Louie Gohmert, congressman from east Texas, is a derp factory. You could fill volumes with stupid Louie Gohmert quotes; he’s just that bad. But there is one Gohmert quote that stands out in derpology, and even though it’s two years old, it simply has to be brought back for this series.
Maybe the hair-challenged Gohmert has spent too much time in the hot east Texas sun without a hat, and roasted his brain. Maybe he has inhaled too many fumes from those gas plants in Louisiana that border his district. Whatever it is, this dude just ain’t right in the head. (Now, as crazy as Gohmert is, think about what that says about the people who voted him into office, and who are keeping him there.)
We’re going to go back, to a time not so long ago: 2013. Then Attorney General Eric Holder was testifying in front of a House committee of which Gohmert was a member. Louie simply didn’t like the attorney general very much, and he didn’t mind that it showed.
When Holder told the committee that Gohmert couldn’t possibly know something that he had stated as truth, the rodeo clown of a congressman lost it. There was a little back and forth between Gohmert and the committee chairman, the relatively sane Pennsylvania Republican Bob Goodlatte, about whether Gohmert should be allowed to continue to speak, then Gohmert said this:
When you attack somebody’s integrity, and say they made statements that were not true then of course that raises a point of personal privilege. But the attorney general failed to answer my questions about what was asked, and then he turned and cast aspersions on my asparagus.

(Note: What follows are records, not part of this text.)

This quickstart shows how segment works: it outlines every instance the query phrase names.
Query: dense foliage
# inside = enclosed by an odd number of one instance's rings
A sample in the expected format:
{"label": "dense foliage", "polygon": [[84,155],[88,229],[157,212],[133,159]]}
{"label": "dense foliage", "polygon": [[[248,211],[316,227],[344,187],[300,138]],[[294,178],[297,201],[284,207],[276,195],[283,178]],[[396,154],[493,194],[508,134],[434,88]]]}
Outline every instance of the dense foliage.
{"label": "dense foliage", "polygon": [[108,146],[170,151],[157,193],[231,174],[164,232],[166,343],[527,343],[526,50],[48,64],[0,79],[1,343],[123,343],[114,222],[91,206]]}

Yeah, that was the reaction from almost everybody.
Now, in fairness to ol’ Louie, it has been pointed out that the line “aspersions on my asparagus” goes back to the Three Stooges. And Gohmert himself claimed that it was something that Texas defense attorney Percy Foreman would say in court. This shows just how dumb he is, that in the middle of a heated exchange he would bring up a quote so obscure that nobody would get the joke.
And this guy used to be a judge?!? It’s likely that Gohmert had the line rolling around inside his head, along with all the other things like “Let’s see Obama’s birth certificate,” or “Muslims have infiltrated the highest levels of our government,” and it was the first thing that made it from brain to mouth.
But still, maybe we should give him a pass on this one.